38. The method of claim 37, wherein the nucleic acid comprises the sequence of SEQ ID NO: 6, 7, 8, 12, 13, 14, or a combination thereof.

39.-42. (canceled)

43. The method of claim 28, wherein the polymorphic variant is a thymine at least one polymorphism.

44. The method of claim 28, wherein the polymorphism comprises a polymorphism at position 68,894 of SEQ ID NO: 1 or position 2677 of SEQ ID NO: 2, or a combination thereof and the subject is homozygous for thymine at that position.

45. The method of claim 28, wherein the polymorphism comprises first and second polymorphisms wherein the first polymorphism is a polymorphism at position 68,894 of SEQ ID NO: 1 or position 2677 of SEQ ID NO: 2, and the second polymorphism is a polymorphism at position 90,871 of SEQ ID NO: 1 or position 3435 of SEQ ID NO: 2, and wherein the subject is homozygous for thymine at both positions.

46.-55. (canceled)

56. A kit comprising: (a) a nucleic acid for use in screening a sample from a subject to detect the presence or absence of at least one polymorphic variant of at least one polymorphism of the ABCB1 gene, wherein the polymorphic variant is associated with an altered susceptibility for a heart rhythm irregularity induced by a drug that binds a protein encoded by the ABCB1 gene, wherein the polymorphism comprises a polymorphism at position 49,910, 68,894, or 90,871 of SEQ ID NO: 1 or position 1236, 2677, or 3435 of SEQ ID NO: 2, or a combination thereof, and wherein the nucleic acid specifically binds to ABCB1 sequence comprising the at least one polymorphism or a sequence adjacent to ABCB1 sequence comprising the at least one polymorphism. (b) a drug that binds a protein encoded by ABCB1.
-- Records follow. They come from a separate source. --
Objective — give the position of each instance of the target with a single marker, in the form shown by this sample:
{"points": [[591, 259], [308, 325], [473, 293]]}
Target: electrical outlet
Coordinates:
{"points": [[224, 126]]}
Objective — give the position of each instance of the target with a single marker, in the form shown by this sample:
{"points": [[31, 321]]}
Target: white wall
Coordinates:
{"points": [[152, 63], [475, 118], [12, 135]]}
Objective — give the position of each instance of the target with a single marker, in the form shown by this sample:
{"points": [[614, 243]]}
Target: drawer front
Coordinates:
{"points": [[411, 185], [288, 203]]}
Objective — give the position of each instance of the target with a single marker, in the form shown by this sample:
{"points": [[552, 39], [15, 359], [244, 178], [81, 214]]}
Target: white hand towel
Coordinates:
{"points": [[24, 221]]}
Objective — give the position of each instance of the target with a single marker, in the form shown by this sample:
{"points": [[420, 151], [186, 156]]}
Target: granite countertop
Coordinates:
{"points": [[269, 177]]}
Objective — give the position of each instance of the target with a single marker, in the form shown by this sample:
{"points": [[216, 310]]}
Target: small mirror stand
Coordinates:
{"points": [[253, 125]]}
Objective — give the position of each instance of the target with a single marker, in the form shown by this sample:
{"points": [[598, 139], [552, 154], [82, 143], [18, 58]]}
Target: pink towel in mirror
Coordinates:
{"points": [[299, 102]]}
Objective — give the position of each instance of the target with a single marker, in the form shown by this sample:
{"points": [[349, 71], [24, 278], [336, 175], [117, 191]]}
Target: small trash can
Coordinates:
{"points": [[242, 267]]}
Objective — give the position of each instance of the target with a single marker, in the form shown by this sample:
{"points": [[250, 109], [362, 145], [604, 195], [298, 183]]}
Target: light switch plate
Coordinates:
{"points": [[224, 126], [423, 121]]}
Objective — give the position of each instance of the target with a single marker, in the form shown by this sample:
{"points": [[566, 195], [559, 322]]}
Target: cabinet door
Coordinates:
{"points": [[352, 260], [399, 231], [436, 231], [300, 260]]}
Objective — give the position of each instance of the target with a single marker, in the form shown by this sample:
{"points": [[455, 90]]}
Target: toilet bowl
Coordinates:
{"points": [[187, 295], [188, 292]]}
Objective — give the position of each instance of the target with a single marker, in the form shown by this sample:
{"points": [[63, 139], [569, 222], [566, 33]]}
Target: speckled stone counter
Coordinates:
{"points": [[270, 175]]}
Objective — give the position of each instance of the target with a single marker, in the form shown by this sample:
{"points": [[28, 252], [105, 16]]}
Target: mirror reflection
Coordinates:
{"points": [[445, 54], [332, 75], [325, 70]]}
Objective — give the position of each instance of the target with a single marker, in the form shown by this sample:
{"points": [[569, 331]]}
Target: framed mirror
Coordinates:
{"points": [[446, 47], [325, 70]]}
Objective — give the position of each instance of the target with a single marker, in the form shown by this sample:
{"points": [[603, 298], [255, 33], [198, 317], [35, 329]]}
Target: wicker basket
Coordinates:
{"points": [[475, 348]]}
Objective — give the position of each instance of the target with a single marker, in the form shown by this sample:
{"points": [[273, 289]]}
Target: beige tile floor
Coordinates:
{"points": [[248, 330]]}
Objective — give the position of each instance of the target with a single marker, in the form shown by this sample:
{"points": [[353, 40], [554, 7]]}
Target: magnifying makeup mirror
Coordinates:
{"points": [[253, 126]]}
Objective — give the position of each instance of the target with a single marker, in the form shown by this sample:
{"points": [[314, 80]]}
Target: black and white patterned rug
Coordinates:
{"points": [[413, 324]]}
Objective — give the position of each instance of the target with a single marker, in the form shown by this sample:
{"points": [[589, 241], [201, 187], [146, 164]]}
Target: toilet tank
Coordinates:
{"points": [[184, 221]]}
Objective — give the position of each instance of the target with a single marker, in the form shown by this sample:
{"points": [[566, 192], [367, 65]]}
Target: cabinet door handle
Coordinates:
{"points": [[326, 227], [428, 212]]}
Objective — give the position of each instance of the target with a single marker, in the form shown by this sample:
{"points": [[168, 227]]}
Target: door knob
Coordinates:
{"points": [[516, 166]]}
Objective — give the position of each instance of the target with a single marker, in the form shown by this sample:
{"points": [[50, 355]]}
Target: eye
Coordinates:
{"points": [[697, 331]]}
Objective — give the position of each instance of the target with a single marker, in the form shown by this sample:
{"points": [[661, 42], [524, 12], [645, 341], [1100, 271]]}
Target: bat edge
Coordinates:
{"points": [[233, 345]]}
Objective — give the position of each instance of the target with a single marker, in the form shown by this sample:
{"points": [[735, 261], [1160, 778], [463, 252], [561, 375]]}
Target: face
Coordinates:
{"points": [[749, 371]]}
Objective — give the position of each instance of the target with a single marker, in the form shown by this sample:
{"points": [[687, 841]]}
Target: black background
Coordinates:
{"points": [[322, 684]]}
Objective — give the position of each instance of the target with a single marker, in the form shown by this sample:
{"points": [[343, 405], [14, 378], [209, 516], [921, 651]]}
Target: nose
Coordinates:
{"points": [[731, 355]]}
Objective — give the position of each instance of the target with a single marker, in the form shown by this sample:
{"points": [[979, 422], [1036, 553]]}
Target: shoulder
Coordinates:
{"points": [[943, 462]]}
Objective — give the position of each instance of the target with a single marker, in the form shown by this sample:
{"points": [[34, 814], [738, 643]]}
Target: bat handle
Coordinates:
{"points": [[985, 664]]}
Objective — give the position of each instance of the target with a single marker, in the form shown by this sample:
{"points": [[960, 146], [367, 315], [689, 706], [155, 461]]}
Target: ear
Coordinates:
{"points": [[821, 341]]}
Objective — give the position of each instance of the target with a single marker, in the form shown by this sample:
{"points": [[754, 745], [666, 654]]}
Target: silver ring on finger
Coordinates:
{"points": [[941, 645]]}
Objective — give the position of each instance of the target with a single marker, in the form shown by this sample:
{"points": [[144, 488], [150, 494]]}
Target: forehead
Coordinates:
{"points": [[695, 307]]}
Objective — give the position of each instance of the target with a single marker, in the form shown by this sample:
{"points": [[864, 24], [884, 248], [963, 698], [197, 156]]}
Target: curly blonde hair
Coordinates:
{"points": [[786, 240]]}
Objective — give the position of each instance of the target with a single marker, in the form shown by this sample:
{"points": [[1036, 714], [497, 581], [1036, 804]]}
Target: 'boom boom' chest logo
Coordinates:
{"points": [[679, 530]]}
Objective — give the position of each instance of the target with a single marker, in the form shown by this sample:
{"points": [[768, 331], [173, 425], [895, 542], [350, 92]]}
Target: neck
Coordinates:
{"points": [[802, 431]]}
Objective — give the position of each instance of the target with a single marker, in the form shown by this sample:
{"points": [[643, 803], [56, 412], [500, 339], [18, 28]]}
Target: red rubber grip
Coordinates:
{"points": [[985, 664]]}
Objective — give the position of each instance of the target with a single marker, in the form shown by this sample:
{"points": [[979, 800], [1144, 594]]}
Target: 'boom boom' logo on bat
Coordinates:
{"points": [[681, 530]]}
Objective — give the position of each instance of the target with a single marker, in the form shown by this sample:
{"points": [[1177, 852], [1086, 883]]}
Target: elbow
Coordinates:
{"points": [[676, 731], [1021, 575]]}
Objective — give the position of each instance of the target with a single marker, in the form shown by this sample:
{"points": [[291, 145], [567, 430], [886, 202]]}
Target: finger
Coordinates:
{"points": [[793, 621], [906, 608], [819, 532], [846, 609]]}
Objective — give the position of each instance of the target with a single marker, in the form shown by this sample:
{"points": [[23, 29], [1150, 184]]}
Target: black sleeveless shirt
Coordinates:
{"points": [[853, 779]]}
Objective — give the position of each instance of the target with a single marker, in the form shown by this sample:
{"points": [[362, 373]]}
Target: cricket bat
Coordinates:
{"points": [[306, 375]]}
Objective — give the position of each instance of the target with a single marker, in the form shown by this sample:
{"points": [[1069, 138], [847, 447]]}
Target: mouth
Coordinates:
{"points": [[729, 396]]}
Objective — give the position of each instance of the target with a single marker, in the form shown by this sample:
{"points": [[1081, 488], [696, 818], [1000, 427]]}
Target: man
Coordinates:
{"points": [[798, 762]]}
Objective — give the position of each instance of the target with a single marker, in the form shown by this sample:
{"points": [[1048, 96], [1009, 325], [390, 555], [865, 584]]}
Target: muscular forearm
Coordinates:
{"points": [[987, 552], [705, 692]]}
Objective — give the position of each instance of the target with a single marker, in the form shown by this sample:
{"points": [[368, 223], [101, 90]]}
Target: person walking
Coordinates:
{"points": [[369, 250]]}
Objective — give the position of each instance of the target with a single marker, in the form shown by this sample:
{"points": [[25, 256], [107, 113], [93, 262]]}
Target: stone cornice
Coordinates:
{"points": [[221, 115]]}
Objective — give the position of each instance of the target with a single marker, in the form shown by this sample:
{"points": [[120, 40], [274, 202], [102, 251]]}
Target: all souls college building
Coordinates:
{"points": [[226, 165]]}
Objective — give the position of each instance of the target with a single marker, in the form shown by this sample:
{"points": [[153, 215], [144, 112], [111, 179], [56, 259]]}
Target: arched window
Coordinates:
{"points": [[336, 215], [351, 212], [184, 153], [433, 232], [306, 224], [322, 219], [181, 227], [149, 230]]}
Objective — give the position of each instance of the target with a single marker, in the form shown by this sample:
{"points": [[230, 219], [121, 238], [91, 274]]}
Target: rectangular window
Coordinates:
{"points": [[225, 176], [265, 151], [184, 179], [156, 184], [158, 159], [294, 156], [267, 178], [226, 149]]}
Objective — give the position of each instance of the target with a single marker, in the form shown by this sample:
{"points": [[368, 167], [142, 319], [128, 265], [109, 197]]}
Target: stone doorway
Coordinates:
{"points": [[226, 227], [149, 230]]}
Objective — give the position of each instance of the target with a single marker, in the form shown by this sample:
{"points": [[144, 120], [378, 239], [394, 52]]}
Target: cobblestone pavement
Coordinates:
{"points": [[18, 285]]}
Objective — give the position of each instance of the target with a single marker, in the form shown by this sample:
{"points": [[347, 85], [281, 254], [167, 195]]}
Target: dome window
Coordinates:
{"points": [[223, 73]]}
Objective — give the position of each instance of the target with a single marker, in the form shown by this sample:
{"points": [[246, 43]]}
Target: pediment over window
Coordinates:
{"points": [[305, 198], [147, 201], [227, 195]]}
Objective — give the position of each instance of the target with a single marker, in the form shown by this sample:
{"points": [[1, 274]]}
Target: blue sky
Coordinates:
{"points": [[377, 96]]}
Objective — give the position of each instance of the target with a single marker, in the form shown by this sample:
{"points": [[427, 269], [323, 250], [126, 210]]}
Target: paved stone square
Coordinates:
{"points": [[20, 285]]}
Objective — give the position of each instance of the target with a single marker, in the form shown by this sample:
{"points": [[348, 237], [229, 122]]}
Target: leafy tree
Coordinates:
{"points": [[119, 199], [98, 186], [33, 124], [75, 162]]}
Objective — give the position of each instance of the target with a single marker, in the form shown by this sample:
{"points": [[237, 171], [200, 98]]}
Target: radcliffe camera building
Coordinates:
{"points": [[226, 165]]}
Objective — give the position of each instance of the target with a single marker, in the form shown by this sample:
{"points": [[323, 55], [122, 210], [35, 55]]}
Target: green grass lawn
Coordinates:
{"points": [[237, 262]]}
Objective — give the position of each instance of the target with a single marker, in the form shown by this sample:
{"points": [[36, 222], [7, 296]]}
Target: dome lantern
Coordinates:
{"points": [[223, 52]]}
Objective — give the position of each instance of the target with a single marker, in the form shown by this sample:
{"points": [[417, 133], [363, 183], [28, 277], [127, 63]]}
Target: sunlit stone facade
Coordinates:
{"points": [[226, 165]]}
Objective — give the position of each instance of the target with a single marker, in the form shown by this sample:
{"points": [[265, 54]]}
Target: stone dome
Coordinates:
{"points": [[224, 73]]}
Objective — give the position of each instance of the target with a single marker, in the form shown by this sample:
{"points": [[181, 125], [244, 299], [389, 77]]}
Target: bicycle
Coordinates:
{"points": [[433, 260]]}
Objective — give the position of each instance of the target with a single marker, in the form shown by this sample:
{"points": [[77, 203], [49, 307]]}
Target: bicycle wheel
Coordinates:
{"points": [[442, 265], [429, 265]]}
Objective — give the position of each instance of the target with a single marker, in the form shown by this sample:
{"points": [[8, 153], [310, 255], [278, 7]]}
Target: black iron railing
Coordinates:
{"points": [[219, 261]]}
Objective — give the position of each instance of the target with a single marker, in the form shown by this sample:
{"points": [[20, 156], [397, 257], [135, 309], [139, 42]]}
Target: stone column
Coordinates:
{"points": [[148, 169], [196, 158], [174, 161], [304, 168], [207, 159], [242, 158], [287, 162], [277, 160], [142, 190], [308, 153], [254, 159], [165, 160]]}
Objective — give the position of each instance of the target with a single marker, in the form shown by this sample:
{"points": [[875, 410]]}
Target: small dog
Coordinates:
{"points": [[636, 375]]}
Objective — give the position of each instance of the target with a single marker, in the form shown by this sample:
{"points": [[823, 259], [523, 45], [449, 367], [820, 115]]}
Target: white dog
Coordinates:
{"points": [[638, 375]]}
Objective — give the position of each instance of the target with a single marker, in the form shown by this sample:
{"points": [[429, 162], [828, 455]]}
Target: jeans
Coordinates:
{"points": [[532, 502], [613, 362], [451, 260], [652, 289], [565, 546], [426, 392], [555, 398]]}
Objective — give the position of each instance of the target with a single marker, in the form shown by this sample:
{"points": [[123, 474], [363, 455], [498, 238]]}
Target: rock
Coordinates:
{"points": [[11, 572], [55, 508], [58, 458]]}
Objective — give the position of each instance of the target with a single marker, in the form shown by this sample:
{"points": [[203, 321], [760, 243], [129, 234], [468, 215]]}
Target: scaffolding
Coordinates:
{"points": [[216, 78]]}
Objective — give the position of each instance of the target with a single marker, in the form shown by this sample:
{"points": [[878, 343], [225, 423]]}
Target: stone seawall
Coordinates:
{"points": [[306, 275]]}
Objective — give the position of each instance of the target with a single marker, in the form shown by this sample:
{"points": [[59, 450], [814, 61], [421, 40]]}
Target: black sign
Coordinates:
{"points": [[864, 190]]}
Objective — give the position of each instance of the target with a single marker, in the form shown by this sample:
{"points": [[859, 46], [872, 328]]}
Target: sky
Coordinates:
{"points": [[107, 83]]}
57. The kit of claim 56, wherein the drug is FK228, FR901228, a prodrug thereof, a salt thereof, or a combination thereof.

58. (canceled)

59. The kit of claim 57, wherein the nucleic acid comprises the nucleotide sequence of any one of SEQ ID NOS: 25-36 or a complement thereof or a combination thereof.

60. (canceled)

61. A method of screening for a decreased susceptibility for FK228-induced QTc interval prolongation, the method comprising: (a) screening a sample from a subject to detect the presence or absence of at least one polymorphic variant of at least one polymorphism of the ABCB1 gene, wherein the polymorphic variant is associated with a decreased susceptibility for QTc interval prolongation induced by FK228, and wherein the polymorphic variant comprises a thymine at position 2677 of SEQ ID NO: 2, or a thymine at position 3435 of SEQ ID NO: 2, or a combination thereof; and (b) diagnosing decreased susceptibility of the subject for QTc interval prolongation as induced by FK228 based on the presence or absence of the polymorphic variant of the ABCB1 gene.

62. A method of screening for an altered susceptibility for a drug-induced heart rhythm irregularity, the method comprising: (a) screening a sample from a subject to detect the presence or absence of at least one polymorphic variant of at least one polymorphism of the ABCB1 gene, wherein the polymorphic variant is associated with an altered susceptibility for a heart rhythm irregularity induced by a drug that binds a protein encoded by the ABCB1 gene, and wherein the polymorphism comprises a polymorphism identified as rs1128503, rs2032582, rs1045642, or a combination thereof; and (b) diagnosing the altered susceptibility of the subject for the heart rhythm irregularity as induced by the drug based on the presence or absence of the polymorphic variant of the ABCB1 gene.